Sunday, February 1st, 2009

It strikes me that as a nation (the U.K.) since 1997 we have been running. New Labour created a beacon of hope and suddenly the emphasis on capitalism was upon us.

No longer did we need to fear as the new dynamic all knowing authority of the government would stop us if we went wrong as show us the light. The money markets ran wild and some people made an awful lot of cash. Only now, the New Labour government, the proverbial father of the British free market slipped up and we got stung.

That’s not so bad but the thing that’s killing us is the realisation that we’re not as protected as we thought and a global sense of financial karma that for too long we’ve had it too easy and now we need to pay for our exuberance is washing over the most important investors : us.

the_beatles_crossing_road2The analogy I’m going to use is those times when you (often embarrassingly) aren’t paying attention and step out in front of a bus.

Now 99% of the time you do it early enough that you can step back or sprint across the road to the other side and look dishevelled.

Your immediate post reaction is to think, “cor that was lucky, I’ve been far to complacent about crossing the road these x number of years past” (since it happened before) and get on with your day…

Now if your sensible you realise that every time you cross the road you take a calculated risk, you should maybe try to be a bit more savy, but no real harm done. HOWEVER, if your of a British disposition and surrounded by a gaggle of merchant-of-doom journalist from a variety of British institutions (i.e. the Daily Mail) your perspective is much more likely to be “SHIT, OH MY GOD, WHAT JUST HAPPENED? I AM NEVER CROSSING THE ROAD AGAIN!” which of course is a massive over reaction and means that you have serious troubles trying to get back to your house with the toilet roll you just brought from the news agents.

So being pessimistically inclined and assuming that we deserve a bit of punishment for our risky ways will only result in a long, boring recession while we slowly build back our confidence in ourselves. So what can we do to speed this process up?

a) Start some rock solid investments and publisise them : in an uncertain time people want guarantees and safety, so give it to them and make sure everyone knows it is available, create some big bright, loud traffic lights to help you and others cross the road getting you to your destination. We have enough impending problems with infrastructure and population to fund a lifetime so let’s invest in some of the straightforward ones.

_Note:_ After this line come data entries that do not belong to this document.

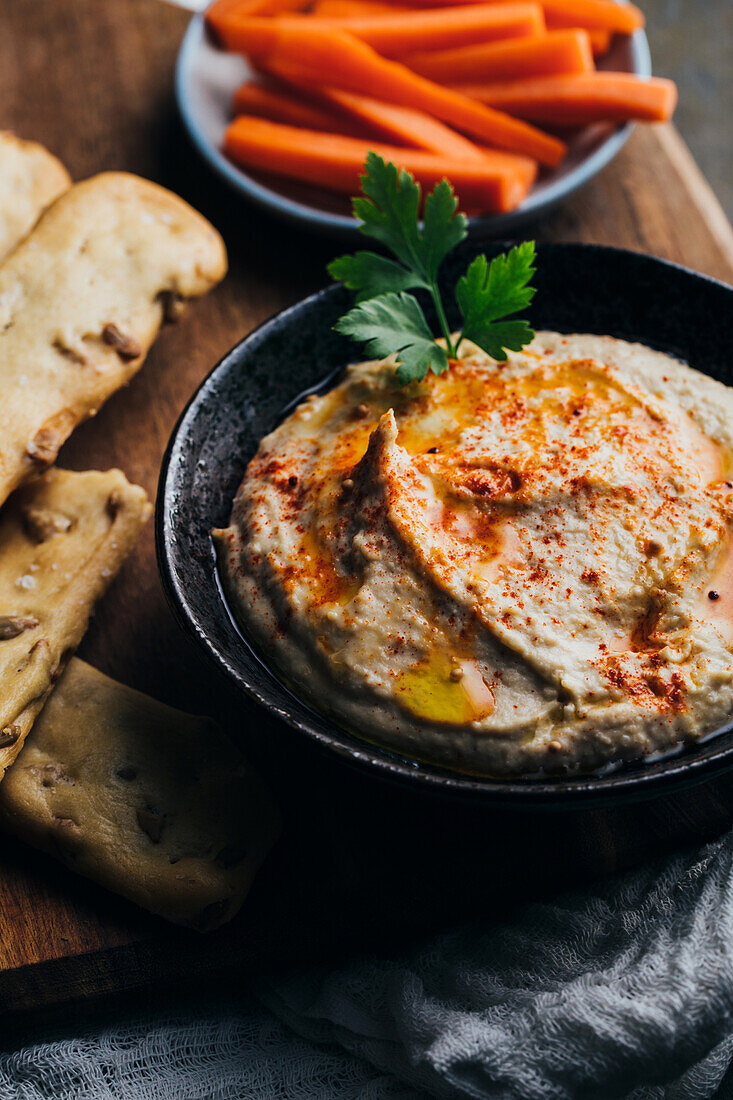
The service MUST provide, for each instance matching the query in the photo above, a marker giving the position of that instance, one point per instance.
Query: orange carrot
(345, 112)
(577, 100)
(313, 51)
(280, 106)
(395, 34)
(219, 12)
(402, 125)
(542, 55)
(600, 42)
(336, 163)
(594, 15)
(349, 9)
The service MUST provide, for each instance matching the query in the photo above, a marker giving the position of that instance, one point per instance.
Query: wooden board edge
(697, 186)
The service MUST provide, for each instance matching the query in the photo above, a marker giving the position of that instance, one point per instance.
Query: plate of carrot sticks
(516, 102)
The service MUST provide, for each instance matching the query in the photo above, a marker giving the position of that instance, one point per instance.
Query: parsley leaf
(493, 290)
(371, 275)
(391, 321)
(395, 323)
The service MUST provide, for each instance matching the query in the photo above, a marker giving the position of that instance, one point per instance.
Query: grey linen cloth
(624, 990)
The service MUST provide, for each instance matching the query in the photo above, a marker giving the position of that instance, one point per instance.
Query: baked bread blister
(63, 538)
(81, 299)
(31, 178)
(150, 802)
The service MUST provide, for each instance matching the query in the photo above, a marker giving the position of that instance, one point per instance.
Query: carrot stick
(349, 9)
(588, 97)
(402, 125)
(218, 13)
(542, 55)
(345, 112)
(592, 14)
(314, 51)
(252, 98)
(395, 34)
(336, 163)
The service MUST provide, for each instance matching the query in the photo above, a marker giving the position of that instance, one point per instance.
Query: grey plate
(580, 288)
(206, 78)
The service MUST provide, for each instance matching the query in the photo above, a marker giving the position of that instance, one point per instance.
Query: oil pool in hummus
(510, 569)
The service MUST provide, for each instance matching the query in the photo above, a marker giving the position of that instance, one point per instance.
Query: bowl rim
(345, 224)
(634, 782)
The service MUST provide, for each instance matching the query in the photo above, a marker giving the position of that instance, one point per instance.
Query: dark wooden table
(358, 866)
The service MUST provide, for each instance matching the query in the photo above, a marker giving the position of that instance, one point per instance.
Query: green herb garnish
(386, 318)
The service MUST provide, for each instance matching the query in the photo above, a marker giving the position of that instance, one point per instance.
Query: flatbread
(81, 299)
(62, 540)
(151, 803)
(31, 178)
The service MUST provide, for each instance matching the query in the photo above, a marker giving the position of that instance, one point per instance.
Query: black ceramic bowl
(580, 288)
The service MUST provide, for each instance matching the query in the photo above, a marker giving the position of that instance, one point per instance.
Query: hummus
(510, 569)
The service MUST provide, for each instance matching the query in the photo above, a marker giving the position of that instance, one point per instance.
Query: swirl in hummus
(510, 569)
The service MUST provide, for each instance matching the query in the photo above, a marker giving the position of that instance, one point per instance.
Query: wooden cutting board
(93, 80)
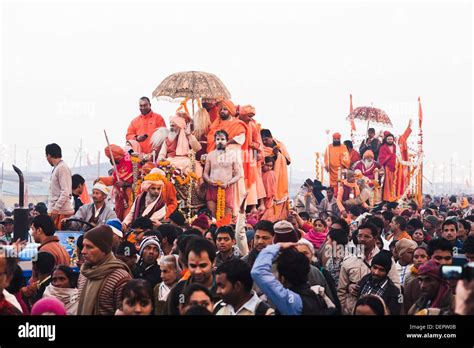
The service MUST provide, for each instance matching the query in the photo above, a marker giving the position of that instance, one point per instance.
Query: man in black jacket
(147, 267)
(378, 283)
(200, 254)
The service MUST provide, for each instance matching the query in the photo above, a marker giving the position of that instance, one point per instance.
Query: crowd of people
(247, 249)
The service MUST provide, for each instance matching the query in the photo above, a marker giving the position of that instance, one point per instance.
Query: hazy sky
(69, 70)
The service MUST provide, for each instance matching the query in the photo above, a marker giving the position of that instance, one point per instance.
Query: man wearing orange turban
(277, 152)
(175, 148)
(150, 203)
(121, 180)
(253, 162)
(368, 166)
(237, 143)
(336, 158)
(142, 127)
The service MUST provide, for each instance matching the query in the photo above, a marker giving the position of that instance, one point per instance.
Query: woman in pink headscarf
(177, 145)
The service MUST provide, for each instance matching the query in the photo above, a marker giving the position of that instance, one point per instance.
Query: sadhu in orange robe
(336, 157)
(281, 178)
(237, 131)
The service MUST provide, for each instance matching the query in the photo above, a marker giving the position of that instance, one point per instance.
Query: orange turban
(368, 153)
(147, 167)
(229, 106)
(150, 180)
(387, 134)
(247, 110)
(182, 148)
(117, 152)
(179, 121)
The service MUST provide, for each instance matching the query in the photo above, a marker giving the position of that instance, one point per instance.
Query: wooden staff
(111, 156)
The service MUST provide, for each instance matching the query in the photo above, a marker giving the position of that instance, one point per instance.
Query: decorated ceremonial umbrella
(192, 85)
(370, 114)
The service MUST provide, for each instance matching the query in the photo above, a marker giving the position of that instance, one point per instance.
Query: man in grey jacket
(96, 213)
(60, 189)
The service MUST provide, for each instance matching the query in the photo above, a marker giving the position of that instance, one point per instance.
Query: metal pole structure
(98, 163)
(470, 176)
(20, 215)
(444, 177)
(26, 164)
(80, 154)
(433, 166)
(1, 184)
(451, 185)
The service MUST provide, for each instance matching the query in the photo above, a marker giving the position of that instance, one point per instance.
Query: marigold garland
(220, 209)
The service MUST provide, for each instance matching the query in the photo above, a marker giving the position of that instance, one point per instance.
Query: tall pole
(80, 154)
(451, 184)
(432, 179)
(26, 164)
(444, 177)
(1, 184)
(470, 176)
(98, 163)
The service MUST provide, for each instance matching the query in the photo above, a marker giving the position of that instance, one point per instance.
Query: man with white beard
(368, 166)
(177, 144)
(158, 138)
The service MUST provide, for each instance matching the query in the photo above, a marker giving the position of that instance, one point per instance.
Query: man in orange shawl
(277, 150)
(336, 158)
(388, 160)
(253, 181)
(121, 180)
(168, 192)
(403, 179)
(176, 146)
(142, 127)
(237, 132)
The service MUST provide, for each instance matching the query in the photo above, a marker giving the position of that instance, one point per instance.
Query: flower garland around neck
(220, 209)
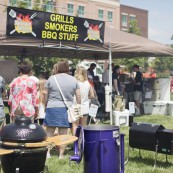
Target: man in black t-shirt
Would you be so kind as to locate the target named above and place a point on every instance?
(138, 88)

b) Do things that help redress the financial Karma and give people back some faith, going back to the road metaphor, this is like building back up your confidence by helping an old lady across the road with her shopping. We are all in this boat the more people we help make these simple investments that restore some of our faith in our foundations the more we will all prosper. Let’s start looking into some environmentally friendly investments and educational & social regeneration schemes to trigger some innovation and growth.

c) Get more people to help you cross the road. Crossing the road and making investments can be a dangerous task, so why not share the burden and get as many people to help you as possible. This means MORE IMMERGRATION to the UK, the rest of the world has a wealth of cultural knowledge and understanding that if we gain and share and improve upon our techniques for crossing the road we will ALL benefit from a healthy economy. By isolating ourselves we are only prolonging our recovery.